ソ連時代のロシアの文学者サムイル・ヤコヴレヴィチ・マルシャークの、スラヴ民話をもとにした童話劇『森は生きている』(1943。湯浅芳子訳)はその代表。1945年にスヴェルドロフスクで初演されたそうです。

これと並ぶもうひとつの戯曲は、メーテルランクメーテルリンク)の『青い鳥』(1908。末松氷海子訳)ですね。

原題は『12の月』

『森は生きている』は湯浅による訳題で、原題は『12の月』といいます。この劇には、1月から12月までの月(moonではなくmonthのほう)の精が登場するのです。

もととなった民話はスラヴ世界に幅広く存在しているらしく、各国のヴァージョンが紹介されています。

たとえば、スロヴァキア版の再話は『12のつきのおくりもの スロバキア民話』内田莉莎子再話、丸木俊画、福音館書店《こどものともセレクション》)。

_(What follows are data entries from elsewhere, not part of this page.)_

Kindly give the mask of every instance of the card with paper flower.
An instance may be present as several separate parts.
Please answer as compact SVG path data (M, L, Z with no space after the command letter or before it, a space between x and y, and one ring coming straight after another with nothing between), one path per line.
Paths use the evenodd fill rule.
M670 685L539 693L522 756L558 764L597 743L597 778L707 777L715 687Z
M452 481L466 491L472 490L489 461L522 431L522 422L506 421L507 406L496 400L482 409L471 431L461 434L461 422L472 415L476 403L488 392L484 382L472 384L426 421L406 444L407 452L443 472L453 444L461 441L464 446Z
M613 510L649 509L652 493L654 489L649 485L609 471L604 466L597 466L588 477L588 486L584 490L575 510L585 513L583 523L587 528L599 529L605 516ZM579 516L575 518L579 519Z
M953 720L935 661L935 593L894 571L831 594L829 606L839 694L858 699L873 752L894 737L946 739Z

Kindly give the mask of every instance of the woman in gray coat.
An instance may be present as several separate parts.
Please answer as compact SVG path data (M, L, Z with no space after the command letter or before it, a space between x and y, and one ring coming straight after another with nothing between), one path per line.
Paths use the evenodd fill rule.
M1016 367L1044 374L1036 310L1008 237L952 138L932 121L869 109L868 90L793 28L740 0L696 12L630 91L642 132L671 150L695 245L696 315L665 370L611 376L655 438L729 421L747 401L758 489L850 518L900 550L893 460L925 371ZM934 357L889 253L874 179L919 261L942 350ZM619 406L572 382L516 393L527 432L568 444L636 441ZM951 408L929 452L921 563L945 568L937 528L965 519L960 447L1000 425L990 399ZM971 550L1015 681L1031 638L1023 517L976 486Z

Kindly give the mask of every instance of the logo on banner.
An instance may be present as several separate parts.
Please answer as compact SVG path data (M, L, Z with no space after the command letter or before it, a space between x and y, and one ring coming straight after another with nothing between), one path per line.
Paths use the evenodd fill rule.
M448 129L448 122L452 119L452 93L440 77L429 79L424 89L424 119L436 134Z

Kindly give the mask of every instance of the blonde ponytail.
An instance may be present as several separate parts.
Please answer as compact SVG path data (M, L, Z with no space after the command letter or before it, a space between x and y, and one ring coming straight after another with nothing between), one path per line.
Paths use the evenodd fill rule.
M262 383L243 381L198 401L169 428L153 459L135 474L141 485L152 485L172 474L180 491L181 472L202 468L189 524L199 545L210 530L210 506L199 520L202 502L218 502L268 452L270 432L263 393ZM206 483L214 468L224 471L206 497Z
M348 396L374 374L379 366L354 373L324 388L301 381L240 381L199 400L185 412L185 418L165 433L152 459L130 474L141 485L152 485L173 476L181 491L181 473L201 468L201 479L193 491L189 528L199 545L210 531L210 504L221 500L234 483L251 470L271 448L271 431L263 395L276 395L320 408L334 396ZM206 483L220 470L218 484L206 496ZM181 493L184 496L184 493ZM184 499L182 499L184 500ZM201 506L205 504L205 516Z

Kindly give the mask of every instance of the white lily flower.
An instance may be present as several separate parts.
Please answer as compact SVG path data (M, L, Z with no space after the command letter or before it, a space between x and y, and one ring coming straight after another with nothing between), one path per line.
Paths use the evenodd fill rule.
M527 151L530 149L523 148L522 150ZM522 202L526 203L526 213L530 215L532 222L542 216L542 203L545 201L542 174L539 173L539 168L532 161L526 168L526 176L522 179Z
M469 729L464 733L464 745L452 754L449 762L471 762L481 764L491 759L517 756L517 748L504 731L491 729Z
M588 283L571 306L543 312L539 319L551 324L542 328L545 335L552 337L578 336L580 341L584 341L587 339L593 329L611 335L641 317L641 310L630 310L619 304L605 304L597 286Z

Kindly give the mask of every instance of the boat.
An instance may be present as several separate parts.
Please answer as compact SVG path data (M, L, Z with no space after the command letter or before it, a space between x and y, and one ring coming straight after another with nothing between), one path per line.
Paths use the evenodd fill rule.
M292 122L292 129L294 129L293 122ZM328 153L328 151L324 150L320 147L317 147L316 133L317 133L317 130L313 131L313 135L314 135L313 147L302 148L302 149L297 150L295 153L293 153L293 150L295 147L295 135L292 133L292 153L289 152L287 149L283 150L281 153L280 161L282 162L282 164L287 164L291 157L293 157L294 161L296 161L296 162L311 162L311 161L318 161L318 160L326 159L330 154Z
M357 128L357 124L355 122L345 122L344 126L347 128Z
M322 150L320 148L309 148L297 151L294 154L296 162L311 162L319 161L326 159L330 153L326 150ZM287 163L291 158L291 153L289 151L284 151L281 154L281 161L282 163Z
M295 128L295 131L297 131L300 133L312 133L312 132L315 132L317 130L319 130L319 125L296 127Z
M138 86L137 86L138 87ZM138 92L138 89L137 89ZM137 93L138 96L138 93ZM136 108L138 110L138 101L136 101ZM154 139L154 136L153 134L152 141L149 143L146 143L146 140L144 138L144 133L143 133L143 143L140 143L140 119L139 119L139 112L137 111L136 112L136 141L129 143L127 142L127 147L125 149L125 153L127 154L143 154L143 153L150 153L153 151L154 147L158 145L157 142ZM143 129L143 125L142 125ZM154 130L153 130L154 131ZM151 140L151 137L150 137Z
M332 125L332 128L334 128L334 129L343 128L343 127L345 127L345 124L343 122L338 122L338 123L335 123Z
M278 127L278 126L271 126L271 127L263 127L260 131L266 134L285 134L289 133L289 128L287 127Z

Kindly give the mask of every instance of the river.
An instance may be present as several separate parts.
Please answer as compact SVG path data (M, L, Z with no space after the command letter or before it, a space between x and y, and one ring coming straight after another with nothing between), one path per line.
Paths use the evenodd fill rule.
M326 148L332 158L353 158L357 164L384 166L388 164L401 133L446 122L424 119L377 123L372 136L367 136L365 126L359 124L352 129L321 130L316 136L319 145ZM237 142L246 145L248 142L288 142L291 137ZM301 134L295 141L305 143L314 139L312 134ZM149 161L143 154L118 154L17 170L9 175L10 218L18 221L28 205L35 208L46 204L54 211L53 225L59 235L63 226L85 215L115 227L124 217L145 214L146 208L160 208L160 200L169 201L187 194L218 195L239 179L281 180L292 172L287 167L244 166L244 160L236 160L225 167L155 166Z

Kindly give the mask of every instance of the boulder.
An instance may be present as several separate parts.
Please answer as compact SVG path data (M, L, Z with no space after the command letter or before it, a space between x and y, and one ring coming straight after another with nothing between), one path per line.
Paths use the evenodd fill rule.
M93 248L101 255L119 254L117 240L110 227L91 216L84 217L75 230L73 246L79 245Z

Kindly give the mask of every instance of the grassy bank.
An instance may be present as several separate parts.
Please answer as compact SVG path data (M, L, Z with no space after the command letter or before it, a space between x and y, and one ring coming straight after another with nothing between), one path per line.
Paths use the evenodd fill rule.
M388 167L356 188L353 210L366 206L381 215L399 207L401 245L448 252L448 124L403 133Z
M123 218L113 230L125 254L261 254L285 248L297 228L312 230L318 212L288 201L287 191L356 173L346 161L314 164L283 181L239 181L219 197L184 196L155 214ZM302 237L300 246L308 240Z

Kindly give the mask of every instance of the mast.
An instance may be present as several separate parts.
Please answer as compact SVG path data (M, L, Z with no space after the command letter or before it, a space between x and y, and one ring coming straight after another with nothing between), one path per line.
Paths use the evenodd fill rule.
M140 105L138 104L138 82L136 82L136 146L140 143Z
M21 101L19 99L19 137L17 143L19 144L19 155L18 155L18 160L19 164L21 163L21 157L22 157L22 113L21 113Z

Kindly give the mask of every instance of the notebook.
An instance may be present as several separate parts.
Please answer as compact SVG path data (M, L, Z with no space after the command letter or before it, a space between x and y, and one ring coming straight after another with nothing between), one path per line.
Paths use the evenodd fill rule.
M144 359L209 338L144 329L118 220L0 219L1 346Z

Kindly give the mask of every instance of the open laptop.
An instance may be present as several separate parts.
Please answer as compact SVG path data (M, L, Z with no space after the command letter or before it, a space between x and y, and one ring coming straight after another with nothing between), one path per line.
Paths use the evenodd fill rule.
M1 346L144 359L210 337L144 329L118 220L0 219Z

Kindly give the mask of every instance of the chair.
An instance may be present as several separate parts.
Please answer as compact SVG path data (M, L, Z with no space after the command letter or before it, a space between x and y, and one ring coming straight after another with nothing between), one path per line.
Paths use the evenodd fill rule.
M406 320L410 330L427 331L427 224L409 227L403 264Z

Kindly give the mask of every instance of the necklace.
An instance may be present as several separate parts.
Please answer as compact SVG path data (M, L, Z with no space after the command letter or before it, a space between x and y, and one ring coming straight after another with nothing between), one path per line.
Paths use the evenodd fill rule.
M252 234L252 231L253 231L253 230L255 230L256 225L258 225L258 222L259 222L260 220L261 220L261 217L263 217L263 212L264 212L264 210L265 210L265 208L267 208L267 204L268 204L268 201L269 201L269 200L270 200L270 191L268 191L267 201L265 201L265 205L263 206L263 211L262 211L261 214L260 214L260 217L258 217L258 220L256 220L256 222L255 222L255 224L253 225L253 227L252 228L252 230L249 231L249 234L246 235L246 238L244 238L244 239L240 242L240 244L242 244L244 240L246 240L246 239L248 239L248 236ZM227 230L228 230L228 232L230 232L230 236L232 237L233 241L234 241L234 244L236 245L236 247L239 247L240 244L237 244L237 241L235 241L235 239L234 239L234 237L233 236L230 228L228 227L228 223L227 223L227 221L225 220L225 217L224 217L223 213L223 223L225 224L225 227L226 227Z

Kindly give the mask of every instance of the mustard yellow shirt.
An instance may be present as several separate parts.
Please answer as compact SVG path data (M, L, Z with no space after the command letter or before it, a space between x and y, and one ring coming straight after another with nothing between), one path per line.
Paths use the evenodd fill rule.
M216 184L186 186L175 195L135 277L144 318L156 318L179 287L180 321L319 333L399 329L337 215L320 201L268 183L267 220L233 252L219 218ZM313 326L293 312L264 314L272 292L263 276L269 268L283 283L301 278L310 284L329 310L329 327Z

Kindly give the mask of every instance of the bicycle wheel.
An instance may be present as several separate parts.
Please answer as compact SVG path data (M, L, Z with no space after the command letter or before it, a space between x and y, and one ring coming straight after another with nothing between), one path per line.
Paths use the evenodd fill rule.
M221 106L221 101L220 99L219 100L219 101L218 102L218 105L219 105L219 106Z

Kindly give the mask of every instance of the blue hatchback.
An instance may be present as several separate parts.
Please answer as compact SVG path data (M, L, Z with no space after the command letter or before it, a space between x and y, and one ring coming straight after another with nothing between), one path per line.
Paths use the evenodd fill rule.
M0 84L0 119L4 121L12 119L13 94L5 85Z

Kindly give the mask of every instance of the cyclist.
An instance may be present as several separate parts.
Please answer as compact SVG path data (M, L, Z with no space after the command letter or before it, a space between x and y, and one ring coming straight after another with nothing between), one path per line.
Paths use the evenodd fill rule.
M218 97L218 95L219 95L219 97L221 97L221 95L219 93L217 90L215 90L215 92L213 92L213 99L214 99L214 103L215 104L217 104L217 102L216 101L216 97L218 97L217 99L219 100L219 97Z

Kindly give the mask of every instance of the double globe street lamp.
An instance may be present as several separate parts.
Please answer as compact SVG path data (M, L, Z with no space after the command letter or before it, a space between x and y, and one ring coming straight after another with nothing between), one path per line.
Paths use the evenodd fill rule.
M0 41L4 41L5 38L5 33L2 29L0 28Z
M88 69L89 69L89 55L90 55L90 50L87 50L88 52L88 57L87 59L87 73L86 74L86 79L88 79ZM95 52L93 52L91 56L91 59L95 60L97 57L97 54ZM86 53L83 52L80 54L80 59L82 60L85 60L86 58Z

ウィーン生まれのチェコの国民的小説家ポジェナ・ニェムツォヴァー(19820-1862)による再話は『十二の月たち』出久根育訳・画、偕成社《世界のお話傑作選》)。

その他じつに多くの絵本が存在します。

シンデレラ的継子いじめから愚君の暴政へ

これらの民話では、主人公の少女(マルシャーク版の湯浅訳では〈ままむすめ〉)は「灰かぶり」シンデレラ)と同様の継子であり、継母とその連れ子(継姉)に理不尽な要求を突きつけられて、途方にくれます。

たいていは雪深い12月に、その季節にはありえない春の植物を見つけてくるように言われるのです。
これは落語の「千両蜜柑」と同じミッションですね。

さてこのマルシャークの戯曲版では、このミッション・インポッシブルがたんなる継子いじめにおさまっていません。

継母が雪深い森に、春を告げる待雪草まつゆきそうを見つけてこいと娘を追い立てたのは、女王の歓心を得るためでした。